Dari data yang ada, kata Ken, pada 2009, Kanwil DJP Jawa Timur I telah melakukan penyanderaan satu wajib pajak. Pada 2014, Wajib Pajak yang diusulkan oleh Kanwil DJP Jawa Timur I dan telah disetujui untuk disandera sebanyak tujuh Penanggung Pajak, dengan nilai utang pajak yang sudah incracht (mempunyai kekuatan hukum tetap) sebesar Rp8,12 miliar.
“Saat ini baru tiga penanggung pajak yang kami sandera.
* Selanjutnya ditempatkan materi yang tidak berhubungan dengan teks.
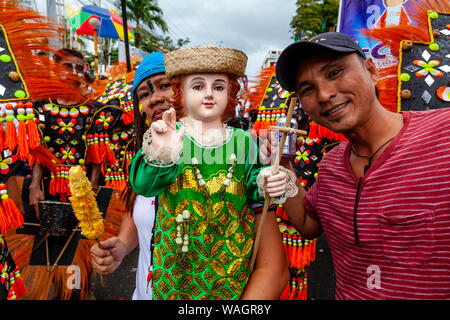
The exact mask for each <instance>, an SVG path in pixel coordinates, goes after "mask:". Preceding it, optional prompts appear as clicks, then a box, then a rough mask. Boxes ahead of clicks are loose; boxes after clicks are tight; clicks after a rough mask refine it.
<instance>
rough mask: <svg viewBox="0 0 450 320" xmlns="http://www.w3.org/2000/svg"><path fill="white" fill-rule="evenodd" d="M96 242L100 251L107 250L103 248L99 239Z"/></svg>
mask: <svg viewBox="0 0 450 320" xmlns="http://www.w3.org/2000/svg"><path fill="white" fill-rule="evenodd" d="M95 240H96V241H97V244H98V246H99V247H100V249H102V250H105V248H103V246H102V244H101V243H100V240H99V239H98V238H97V239H95Z"/></svg>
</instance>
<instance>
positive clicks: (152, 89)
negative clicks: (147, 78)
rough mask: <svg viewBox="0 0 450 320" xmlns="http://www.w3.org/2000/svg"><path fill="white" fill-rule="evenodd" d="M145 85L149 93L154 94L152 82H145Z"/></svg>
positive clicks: (153, 89) (148, 81)
mask: <svg viewBox="0 0 450 320" xmlns="http://www.w3.org/2000/svg"><path fill="white" fill-rule="evenodd" d="M147 85H148V87H149V88H150V92H151V93H152V94H155V87H153V84H152V82H151V81H150V80H147Z"/></svg>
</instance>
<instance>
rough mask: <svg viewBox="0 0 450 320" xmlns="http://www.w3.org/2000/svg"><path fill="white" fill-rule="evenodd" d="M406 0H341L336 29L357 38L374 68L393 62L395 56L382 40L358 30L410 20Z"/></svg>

Masih ada beberapa lagi yang akan dijemput untuk di sandera,” kata dia.
Diberitakan sebelumnya, Ditjen Pajak menyandera (gijzeling) tiga orang penanggung pajak di wilayah Kantor Wilayah (Kanwil) DJP Jawa Timur I. Ketiganya yaitu pasangan suami isteri IS dan OHL, serta KMS.
Satu orang dibawa ke Lembaga Pemasyarakatan Kelas I Surabaya yang berada di Porong, dan dua dibawa ke Lapas Sukun Malang, karena telah menunggak pajak ratusan hingga miliaran rupiah. (wak/ipg)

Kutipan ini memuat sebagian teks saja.